How do they do that? is a series for The Source that explores the technology that helps keep Metro running and passengers and other commuters moving. Some of it applies directly to the trains, buses and freeways and some of it runs in the background — invisible to nearly everyone but essential to mobility in our region.
Metro earns more than $100,000 from the contractor that provides Transit TV each year, helping to subsidize customer-paid fares that cover only 28 percent of the cost of the ride. While this is not a lot of money in terms of the cost of running a huge transit agency like Metro, it’s enough to make it worthwhile and there is no cost to Metro for providing Transit TV.
How do the monitors aboard Metro’s bus fleet receive the programs that change daily? By a specialized digital system created to collect the news, weather and feature programming and transmit it to the buses via Wi-Fi.

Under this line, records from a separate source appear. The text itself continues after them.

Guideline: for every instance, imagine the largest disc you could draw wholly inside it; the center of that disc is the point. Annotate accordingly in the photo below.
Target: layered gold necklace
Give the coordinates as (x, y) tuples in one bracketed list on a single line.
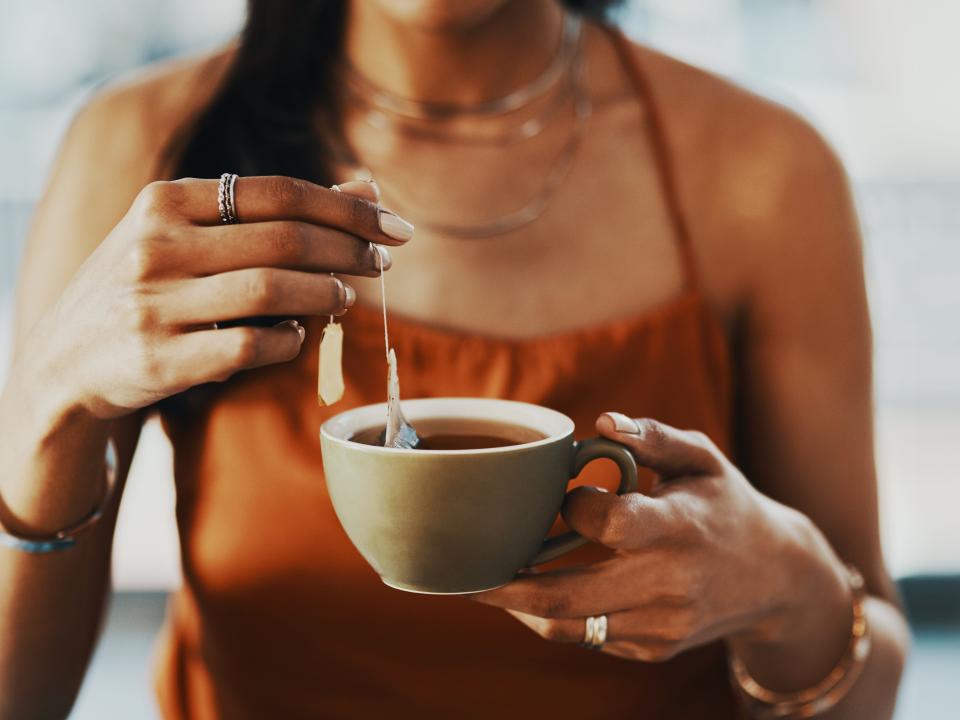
[(440, 123)]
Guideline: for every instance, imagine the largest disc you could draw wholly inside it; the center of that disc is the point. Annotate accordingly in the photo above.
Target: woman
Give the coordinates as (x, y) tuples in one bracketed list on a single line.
[(600, 228)]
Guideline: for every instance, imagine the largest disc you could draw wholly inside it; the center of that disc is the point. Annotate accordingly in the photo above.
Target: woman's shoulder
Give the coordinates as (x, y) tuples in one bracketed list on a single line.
[(129, 121), (719, 128), (751, 174)]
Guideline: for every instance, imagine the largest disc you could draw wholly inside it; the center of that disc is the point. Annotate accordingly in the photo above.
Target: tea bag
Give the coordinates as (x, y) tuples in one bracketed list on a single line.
[(398, 433), (330, 384)]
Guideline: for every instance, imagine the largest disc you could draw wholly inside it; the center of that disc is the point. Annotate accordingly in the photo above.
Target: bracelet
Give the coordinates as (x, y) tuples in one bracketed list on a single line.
[(764, 703), (66, 538)]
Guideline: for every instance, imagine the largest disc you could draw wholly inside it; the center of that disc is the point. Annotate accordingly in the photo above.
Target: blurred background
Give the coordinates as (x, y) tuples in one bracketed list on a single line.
[(876, 76)]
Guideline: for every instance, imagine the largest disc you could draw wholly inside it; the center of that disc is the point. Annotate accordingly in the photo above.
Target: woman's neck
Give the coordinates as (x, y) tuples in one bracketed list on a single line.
[(463, 64)]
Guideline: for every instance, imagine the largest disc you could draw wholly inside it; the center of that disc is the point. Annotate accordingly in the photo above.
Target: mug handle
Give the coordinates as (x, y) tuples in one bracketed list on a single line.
[(584, 452)]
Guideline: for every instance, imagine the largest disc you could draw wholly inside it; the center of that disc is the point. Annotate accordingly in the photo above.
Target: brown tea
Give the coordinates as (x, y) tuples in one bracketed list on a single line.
[(459, 434)]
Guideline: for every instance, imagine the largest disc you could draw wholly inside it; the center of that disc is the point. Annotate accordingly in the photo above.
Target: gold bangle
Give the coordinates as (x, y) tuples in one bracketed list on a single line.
[(765, 703), (67, 537)]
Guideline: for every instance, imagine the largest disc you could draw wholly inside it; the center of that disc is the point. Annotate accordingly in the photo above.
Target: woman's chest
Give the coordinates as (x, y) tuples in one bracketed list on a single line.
[(604, 248)]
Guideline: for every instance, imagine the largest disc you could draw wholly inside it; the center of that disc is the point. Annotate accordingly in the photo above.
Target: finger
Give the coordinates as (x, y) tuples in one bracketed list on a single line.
[(637, 634), (367, 189), (565, 593), (262, 198), (281, 244), (253, 292), (214, 355), (630, 521), (665, 450)]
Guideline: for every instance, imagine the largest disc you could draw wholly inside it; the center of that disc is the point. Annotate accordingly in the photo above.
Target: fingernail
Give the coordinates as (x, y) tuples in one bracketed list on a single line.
[(621, 423), (350, 295), (301, 331), (393, 225), (386, 262)]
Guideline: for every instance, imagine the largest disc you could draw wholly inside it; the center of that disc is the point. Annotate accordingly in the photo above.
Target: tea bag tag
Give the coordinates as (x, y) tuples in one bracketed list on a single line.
[(330, 384)]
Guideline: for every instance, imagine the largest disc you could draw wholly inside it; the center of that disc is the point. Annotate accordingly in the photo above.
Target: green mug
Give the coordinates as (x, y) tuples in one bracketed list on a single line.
[(459, 521)]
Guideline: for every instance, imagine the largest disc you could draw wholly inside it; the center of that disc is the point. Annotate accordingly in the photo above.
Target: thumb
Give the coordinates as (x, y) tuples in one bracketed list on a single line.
[(664, 449), (621, 522), (366, 189)]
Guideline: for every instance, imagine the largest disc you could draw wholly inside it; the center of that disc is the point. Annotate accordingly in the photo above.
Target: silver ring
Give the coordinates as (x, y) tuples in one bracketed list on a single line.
[(595, 632), (226, 199)]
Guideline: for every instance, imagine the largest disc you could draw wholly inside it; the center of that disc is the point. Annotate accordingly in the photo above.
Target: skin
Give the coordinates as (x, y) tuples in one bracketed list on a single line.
[(778, 251)]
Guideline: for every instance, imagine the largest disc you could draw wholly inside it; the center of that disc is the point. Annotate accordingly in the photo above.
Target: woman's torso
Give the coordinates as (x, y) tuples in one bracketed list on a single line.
[(280, 617)]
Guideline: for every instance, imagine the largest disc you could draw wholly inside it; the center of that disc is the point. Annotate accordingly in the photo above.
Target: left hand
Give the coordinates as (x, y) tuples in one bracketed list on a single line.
[(704, 556)]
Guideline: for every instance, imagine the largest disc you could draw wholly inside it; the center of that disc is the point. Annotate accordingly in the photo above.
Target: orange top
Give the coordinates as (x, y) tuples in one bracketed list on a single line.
[(280, 617)]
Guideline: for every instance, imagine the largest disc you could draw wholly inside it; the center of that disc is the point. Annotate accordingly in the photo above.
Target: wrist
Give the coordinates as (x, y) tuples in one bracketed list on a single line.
[(49, 443), (806, 626)]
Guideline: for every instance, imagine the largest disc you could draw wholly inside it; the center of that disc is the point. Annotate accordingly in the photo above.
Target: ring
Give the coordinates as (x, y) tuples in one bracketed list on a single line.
[(595, 632), (226, 199)]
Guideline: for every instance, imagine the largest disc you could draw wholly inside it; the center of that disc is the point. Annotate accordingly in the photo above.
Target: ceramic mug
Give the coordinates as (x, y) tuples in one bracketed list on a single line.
[(458, 521)]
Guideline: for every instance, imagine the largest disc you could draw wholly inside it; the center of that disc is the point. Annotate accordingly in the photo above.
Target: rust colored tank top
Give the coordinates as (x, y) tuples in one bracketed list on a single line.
[(280, 617)]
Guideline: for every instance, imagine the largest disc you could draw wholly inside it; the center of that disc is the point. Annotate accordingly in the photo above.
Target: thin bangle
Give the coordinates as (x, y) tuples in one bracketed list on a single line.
[(765, 703), (66, 538)]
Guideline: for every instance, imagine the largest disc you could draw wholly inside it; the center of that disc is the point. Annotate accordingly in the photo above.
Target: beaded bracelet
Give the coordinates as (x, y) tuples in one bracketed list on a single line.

Each day Transit TV runs dozens of short programs of national, world and local interest on a variety of topics including news, health and fitness, safety, L.A. history and self-help.
For example, a segment called Transit TV Teacher offers short lessons on common mistakes such as the difference between the words “there” and “their.” How-to tips might explain how to prepare a resume. A Hulu-produced show called The Morning After offers synopses of the previous night’s TV programming.
Daily news segments come from AP news and Telemundo. There are a variety of trivia games for riders to play, with answers sent in via email.
Recently Transit TV began running clips from Metro Motion, Metro’s TV news show that features a variety of entertaining and informative transportation news and feature stories throughout Los Angeles County.
Most stories change daily, although contests change weekly and there are several transmissions throughout the day. How does this happen?
Segments from the wide variety of sources are posted to the Tezo Systems (for Transit TV) ftp site. Tezo itself produces local content that is moved to the publishing queue. The content is assembled into a 1-hour loop that contains several dozen pieces including commercials that, as on TV, pay for the shows. The pieces are recoded to make them compatible with Transit TV specs. This allows them to play on the monitors on the buses. The encoded loop is then transmitted over the internet to a server in downtown Los Angeles.
From there the 60-minute loop of shows is sent over the cellular network to station servers at each Metro division. From the station servers content is transmitted via Wi-Fi to onboard computers (called media engines) on the buses. When the buses come within 600 feet of the station servers they automatically communicate. If there is new content, the buses collect it. Throughout the day the media engines are constantly looking for this communication. Typically the buses return to the division yards at some point during the day and pick up any refreshed material. New content is typically available in the morning between 8 and 9 a.m., with additional news available in the afternoon between 5 and 6 p.m.
In addition to the shows, games and news, GPS-triggered advertising banners promoting businesses that the buses are passing by pop up as the buses are passing. See an ad for ice cream? You just might be able to hop off the bus and buy some.
Transit TV debuted on Metro’s 2,000 buses in 2006.